Apparently Meli and I are in the minority amongst our friends as to the badness of Revenge of the Sith. Since our friends are all intelligent people with fine taste in movies, I began to wonder if I had missed something, if perhaps I was being too hard on the movie, and if I was focusing too much on the dialogue and not enough on the good stuff.
The order of the day with the Star Wars franchise has always been bad dialogue/good story. Harrison Ford's famous on-set outburst - "You can write this shit, George, but you can't say it" - applies throughout the Star Wars saga and was an acceptable flaw since the stories were so engaging. What was so disappointing about Revenge of the Sith was that the story stank as well. And what was really disappointing was that it stunk up other stories in the process of stinking itself up, namely the original movies.
Darth Vader didn't help the Emperor hunt down and kill the Jedi. He shot a bunch of fish in a barrel while the other Jedi were ambushed by the storm troopers they were commanding. Obi-Wan's description of the Emperor's campaign against the Jedi created (at least for me) a sense that as the Republic fell the Jedi scattered throughout the galaxy and were systematically hunted down over some prolonged period of time. Under the facts of Revenge of the Sith, the Jedi were wiped out in a single afternoon. And Anakin was only tangentially involved.

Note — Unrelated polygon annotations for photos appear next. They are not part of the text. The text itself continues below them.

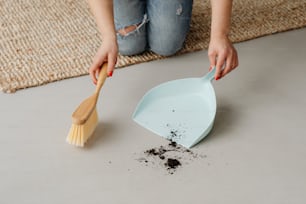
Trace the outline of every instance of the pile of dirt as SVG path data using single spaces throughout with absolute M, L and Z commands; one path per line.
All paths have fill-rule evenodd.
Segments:
M 173 134 L 177 133 L 173 132 Z M 143 153 L 143 157 L 137 159 L 139 162 L 144 163 L 145 166 L 158 165 L 169 174 L 174 174 L 177 169 L 182 168 L 194 159 L 206 158 L 206 155 L 196 154 L 172 140 L 168 145 L 150 148 Z

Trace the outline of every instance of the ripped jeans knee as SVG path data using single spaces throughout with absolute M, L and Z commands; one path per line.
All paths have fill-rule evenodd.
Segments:
M 147 48 L 147 15 L 135 24 L 126 25 L 117 29 L 117 41 L 121 55 L 136 55 Z

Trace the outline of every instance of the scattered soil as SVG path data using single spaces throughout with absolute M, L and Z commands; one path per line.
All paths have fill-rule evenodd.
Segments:
M 206 155 L 205 157 L 198 155 L 170 140 L 168 145 L 144 151 L 144 156 L 139 158 L 138 161 L 144 163 L 145 166 L 158 165 L 169 174 L 174 174 L 178 169 L 188 164 L 188 162 L 197 158 L 206 158 Z
M 175 112 L 173 109 L 172 112 Z M 184 124 L 165 125 L 169 129 L 167 139 L 169 143 L 164 146 L 150 148 L 144 151 L 144 155 L 137 159 L 139 162 L 144 163 L 145 166 L 156 165 L 164 168 L 169 174 L 174 174 L 178 169 L 182 168 L 188 162 L 197 158 L 206 158 L 206 155 L 198 155 L 193 151 L 179 145 L 175 141 L 179 141 L 186 135 L 188 128 Z

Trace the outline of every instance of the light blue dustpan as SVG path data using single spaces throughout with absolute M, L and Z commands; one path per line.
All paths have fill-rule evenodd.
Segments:
M 148 91 L 133 119 L 150 131 L 190 148 L 212 129 L 216 96 L 211 84 L 216 69 L 202 78 L 169 81 Z

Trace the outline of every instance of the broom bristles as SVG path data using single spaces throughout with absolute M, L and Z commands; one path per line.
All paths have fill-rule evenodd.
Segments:
M 98 124 L 98 113 L 97 109 L 95 108 L 87 121 L 84 124 L 72 124 L 68 137 L 67 142 L 69 144 L 84 147 L 84 144 L 93 134 L 96 126 Z

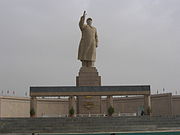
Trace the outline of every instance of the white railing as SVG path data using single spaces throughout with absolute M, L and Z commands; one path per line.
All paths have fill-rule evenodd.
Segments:
M 74 114 L 74 117 L 107 117 L 108 114 Z M 137 113 L 114 113 L 113 117 L 137 116 Z M 42 115 L 41 117 L 69 117 L 68 114 Z

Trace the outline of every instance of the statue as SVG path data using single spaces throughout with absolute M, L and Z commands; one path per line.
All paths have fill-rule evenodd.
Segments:
M 96 28 L 92 26 L 92 19 L 86 20 L 84 24 L 86 11 L 81 16 L 79 27 L 82 32 L 81 41 L 78 50 L 78 60 L 82 62 L 83 67 L 93 67 L 96 60 L 96 47 L 98 46 L 98 36 Z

Anakin wasn't seduced by the Dark Side. He crossed over because he wanted to keep his wife from dying and he was mad at the Jedi for not letting him join the Popular Kids Club. Obi-Wan had a tougher time convincing Luke to become a Jedi than Palpatine had convincing Anakin to kill the Jedi. Very disappointing.
As I mentioned in an earlier comment, the scene where Luke asks Leia about her (and his) mother is meaningless now. Leia never knew her actual mother, which was probably a good thing since the engaging, proactive, and intelligent woman that Leia became obviously had nothing to do with her biological mother, who spends this entire movie being pregnant and staring out the window (Meli's observation, not mine).
(Meli adds: Somehow feminism passed Padme by in the 00s when our hunger for strong female characters is at a peak, while Leia was a poster child for Ms. Magazine at the height of the Reagan Era. Also, falling in love was incidental to the story of Leia's life, where it was the quintessential (and only) achievement of Padme's.)
These are just a few of the ways in which Revenge of the Sith gutted the original series. The groundwork for the fall of the Republic that was laid in Episodes I and II was great - a Sith Lord masquerading as a Senator orchestrates a civil war in which he is secretly controlling both sides, creating enough chaos to reduce the Republic to a totalitarian state. Where Lucas dropped the ball was in the characters. Darth Vader was always my favorite movie character growing up - not just my favorite Star Wars character, not just my favorite movie villain, but my favorite character - so I had special expectations when the prequels began and purported to tell the tale of how Anakin Skywalker became Darth Vader.
Essentially, the prequels are not about the Darth Vader of A New Hope, The Empire Strikes Back, and the better parts of Return of the Jedi. Prequel Vader is not the ambitious and ferocious warrior who seeks power for the sake of power and destroys his enemies with ruthless efficiency.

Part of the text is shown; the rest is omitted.